My work often revolves around structures experienced in space, tableaux and proscenium stages in bas and high relief, and in the round. I use perspective to draw movement through narrative, abstract and representational dimensions. I want a frontal sculpture to be seen from multiple points of view, focus and proximity sensors.
My subjects are drawn from observation, myth, memory and imagination.
This most recent Death Goddess sculpture is a multi-figure deep relief, part of a series exploring various depths of sculptural wall relief, low to high.
The challenge of this current piece has been to work over a long period of time with soft smooth clay, making it self-supporting, hollow, and without armature, while limiting myself by an economy of material, compelling a melding of form and structure.
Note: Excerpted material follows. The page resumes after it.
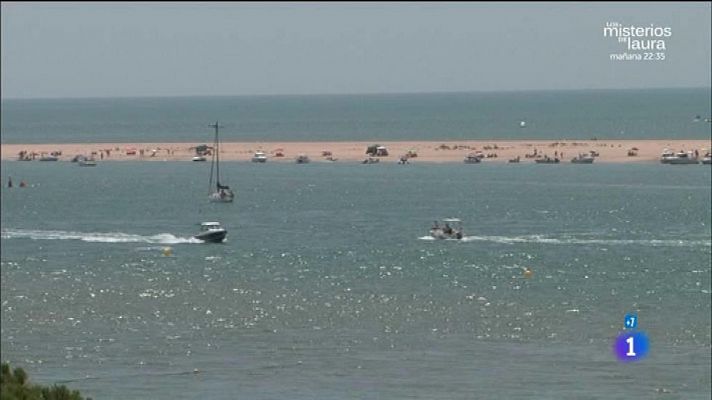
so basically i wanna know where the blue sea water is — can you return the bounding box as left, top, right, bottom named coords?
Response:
left=1, top=160, right=710, bottom=399
left=1, top=88, right=711, bottom=144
I’ve let the clay be made and unmade, fall apart and be rebuilt over and over, challenging what is familiar to me, what I’ve known or thought I knew for years. Not constraining the material by a support system, neither organic nor external, has helped me find my way around the material afresh, to learn how wet clay stands against gravity, compression and decay. Easy to do when working quickly but a challenge to sustain over time. I’ve been intrigued by making a nearly-round object that is also frontal, attempting to adhere to an implied grid and the illusional perspective of a two-dimensional reference. Gravity, tools, material, point of view, working from inside out, temperature, carving and modeling, frontality and obliqueness, proximity of detail of distance.
I take photos every day of the sculptures as I work on them. When they’re done, I put them together in sequence as a slideshow.